The role of the pineal gland is to translate the rhythmic cycles of night and day encoded by the retina into hormonal signals that are transmitted to the rest of the neuronal system in the form of ...serotonin and melatonin synthesis and release. Here we describe that the production of both melatonin and serotonin by the pineal gland is regulated by a circadian-related heteromerization of adrenergic and dopamine D₄ receptors.

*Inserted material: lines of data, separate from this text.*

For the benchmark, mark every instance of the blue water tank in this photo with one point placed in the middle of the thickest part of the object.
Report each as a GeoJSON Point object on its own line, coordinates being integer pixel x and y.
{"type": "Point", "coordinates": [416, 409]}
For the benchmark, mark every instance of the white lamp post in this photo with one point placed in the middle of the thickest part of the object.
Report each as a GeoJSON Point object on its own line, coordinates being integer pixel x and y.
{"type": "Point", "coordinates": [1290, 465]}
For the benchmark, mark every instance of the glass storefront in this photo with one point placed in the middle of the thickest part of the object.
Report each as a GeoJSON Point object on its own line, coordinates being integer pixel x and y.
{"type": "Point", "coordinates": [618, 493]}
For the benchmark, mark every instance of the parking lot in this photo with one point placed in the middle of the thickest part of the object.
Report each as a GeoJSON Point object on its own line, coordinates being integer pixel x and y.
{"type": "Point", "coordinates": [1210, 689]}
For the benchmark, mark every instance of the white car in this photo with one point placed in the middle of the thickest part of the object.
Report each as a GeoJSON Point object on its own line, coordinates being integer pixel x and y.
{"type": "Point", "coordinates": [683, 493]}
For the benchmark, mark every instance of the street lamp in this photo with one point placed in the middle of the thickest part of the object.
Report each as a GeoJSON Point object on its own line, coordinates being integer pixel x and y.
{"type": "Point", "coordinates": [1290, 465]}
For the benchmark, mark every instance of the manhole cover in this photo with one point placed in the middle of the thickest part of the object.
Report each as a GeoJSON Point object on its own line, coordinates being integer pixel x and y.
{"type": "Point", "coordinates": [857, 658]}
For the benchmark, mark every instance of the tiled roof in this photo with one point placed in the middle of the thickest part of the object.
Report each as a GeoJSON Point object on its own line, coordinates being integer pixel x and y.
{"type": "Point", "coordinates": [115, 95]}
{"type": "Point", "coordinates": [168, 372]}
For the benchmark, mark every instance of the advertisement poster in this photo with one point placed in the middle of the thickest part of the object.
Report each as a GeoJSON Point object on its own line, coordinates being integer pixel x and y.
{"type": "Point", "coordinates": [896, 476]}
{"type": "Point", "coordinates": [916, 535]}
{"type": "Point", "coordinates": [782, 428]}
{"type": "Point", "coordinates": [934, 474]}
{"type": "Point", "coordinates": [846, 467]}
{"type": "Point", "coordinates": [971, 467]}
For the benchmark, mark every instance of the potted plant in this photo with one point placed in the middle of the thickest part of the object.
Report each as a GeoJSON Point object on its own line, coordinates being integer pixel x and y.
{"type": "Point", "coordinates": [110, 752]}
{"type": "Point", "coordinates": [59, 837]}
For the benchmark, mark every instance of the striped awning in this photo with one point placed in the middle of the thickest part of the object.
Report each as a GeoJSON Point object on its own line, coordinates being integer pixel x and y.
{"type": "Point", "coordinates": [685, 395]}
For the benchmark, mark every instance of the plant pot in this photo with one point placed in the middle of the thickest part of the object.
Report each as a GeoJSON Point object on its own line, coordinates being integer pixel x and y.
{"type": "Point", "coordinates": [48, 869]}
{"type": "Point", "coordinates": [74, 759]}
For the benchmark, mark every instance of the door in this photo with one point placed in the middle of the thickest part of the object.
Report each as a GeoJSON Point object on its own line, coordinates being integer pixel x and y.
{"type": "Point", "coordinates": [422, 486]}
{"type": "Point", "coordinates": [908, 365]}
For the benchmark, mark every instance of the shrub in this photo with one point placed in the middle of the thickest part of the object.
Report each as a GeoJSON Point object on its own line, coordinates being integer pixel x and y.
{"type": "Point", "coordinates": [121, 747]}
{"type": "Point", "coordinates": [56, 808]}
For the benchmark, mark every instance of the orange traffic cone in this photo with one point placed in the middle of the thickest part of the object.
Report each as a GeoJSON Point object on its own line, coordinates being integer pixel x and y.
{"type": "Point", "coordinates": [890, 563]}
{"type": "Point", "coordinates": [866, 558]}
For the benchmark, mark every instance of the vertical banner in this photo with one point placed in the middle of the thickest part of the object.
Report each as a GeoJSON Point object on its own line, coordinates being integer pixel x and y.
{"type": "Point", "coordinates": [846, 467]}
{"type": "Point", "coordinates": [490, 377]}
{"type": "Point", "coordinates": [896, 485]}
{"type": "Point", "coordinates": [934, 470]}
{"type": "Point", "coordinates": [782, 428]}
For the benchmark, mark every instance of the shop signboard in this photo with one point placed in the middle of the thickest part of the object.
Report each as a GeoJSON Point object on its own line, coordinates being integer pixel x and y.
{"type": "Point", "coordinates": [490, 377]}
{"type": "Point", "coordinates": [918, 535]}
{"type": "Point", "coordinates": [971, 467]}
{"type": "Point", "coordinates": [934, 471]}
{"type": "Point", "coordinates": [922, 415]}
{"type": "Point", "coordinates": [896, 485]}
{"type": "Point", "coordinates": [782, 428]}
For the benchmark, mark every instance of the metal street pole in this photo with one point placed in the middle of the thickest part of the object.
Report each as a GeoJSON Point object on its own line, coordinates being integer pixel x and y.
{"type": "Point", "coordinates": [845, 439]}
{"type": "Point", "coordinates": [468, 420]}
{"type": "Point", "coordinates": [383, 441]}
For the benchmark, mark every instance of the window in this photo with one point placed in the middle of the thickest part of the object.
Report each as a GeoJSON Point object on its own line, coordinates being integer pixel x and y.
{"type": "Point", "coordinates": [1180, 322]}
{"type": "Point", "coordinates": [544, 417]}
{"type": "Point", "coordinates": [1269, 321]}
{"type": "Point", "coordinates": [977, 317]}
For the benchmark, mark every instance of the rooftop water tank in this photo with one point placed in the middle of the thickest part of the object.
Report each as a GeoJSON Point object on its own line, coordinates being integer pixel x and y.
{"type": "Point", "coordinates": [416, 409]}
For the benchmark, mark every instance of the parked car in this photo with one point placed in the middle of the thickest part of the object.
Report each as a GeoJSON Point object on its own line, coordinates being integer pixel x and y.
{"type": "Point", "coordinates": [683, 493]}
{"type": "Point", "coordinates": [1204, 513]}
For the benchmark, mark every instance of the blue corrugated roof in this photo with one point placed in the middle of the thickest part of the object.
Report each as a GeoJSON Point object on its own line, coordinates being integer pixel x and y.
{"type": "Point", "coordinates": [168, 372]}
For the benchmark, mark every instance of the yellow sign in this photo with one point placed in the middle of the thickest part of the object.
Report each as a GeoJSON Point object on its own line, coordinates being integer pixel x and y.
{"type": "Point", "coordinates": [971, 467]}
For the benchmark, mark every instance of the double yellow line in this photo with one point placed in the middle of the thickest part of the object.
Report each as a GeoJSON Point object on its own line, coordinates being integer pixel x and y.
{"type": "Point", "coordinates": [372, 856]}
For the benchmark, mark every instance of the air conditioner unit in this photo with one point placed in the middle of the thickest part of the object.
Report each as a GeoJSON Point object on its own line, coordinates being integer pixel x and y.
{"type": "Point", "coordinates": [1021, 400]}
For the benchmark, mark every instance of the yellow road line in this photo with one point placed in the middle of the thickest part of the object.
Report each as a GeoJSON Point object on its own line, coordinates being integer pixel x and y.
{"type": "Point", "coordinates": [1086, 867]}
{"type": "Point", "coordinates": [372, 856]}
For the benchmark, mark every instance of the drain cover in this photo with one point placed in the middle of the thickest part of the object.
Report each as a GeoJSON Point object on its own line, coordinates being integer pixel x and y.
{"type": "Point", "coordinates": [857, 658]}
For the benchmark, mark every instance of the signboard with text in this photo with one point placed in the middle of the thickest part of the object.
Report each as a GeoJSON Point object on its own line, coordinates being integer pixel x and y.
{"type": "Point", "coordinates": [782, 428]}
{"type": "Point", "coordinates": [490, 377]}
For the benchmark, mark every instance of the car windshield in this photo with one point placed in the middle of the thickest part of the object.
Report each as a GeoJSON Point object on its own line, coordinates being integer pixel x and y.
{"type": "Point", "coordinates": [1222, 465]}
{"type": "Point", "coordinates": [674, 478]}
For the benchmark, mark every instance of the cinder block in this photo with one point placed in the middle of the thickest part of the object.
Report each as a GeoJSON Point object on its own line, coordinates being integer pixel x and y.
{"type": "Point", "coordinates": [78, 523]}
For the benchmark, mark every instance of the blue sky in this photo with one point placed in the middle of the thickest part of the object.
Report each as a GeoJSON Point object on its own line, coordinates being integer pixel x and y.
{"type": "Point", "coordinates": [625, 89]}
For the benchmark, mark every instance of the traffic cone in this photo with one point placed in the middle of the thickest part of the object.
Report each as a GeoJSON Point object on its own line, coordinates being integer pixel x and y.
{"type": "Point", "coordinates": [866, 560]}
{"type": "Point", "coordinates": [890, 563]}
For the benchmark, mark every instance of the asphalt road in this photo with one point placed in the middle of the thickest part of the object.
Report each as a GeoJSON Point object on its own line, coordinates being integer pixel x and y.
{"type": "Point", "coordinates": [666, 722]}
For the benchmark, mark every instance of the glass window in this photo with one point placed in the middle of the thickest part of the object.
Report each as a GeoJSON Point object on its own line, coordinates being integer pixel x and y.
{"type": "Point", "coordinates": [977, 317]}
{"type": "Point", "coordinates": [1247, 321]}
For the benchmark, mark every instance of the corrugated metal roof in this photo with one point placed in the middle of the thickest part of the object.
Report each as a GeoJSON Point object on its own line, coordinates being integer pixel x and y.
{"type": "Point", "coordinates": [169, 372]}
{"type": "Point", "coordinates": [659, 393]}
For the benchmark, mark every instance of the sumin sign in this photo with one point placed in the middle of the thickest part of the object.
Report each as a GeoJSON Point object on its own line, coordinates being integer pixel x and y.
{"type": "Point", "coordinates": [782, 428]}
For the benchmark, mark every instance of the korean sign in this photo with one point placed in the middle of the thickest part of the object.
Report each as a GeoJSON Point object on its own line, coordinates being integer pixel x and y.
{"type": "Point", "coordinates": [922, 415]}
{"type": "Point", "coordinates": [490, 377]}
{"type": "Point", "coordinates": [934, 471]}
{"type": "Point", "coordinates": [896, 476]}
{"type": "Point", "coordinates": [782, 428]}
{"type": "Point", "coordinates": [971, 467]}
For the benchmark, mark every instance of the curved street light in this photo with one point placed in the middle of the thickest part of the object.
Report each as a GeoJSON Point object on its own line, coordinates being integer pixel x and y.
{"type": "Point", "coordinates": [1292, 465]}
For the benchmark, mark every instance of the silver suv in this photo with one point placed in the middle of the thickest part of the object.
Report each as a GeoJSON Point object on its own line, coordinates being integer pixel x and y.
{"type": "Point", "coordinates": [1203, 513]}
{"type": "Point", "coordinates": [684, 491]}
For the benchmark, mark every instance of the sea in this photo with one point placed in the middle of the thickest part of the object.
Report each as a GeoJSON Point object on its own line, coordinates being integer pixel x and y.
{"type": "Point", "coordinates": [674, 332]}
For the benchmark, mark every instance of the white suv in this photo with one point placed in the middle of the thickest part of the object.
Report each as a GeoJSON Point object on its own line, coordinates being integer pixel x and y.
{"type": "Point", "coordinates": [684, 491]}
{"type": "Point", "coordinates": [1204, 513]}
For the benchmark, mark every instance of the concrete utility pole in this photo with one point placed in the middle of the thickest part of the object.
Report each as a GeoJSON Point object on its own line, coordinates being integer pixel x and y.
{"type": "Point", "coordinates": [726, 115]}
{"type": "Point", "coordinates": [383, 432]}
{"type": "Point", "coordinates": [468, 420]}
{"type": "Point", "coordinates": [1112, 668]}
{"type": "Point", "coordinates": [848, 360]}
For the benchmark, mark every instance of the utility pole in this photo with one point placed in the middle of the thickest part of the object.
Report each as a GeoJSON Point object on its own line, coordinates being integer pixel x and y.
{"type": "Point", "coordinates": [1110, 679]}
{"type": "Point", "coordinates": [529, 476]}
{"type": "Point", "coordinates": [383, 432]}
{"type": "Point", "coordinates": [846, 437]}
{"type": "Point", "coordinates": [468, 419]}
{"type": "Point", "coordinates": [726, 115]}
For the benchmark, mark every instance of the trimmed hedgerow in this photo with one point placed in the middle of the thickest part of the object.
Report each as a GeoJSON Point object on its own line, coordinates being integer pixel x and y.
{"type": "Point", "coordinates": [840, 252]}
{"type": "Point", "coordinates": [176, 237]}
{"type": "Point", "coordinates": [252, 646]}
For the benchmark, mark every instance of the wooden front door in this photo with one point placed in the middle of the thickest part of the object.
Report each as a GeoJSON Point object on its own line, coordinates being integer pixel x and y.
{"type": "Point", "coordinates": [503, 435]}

Through α(₁B)-D₄ and β₁-D₄ receptor heteromers dopamine inhibits adrenergic receptor signaling and blocks the synthesis of melatonin induced by adrenergic receptor ligands. This inhibition was not observed at hours of the day when D₄ was not expressed. These data provide a new perspective on dopamine function and constitute the first example of a circadian-controlled receptor heteromer. The unanticipated heteromerization between adrenergic and dopamine D₄ receptors provides a feedback mechanism for the neuronal hormone system in the form of dopamine to control circadian inputs.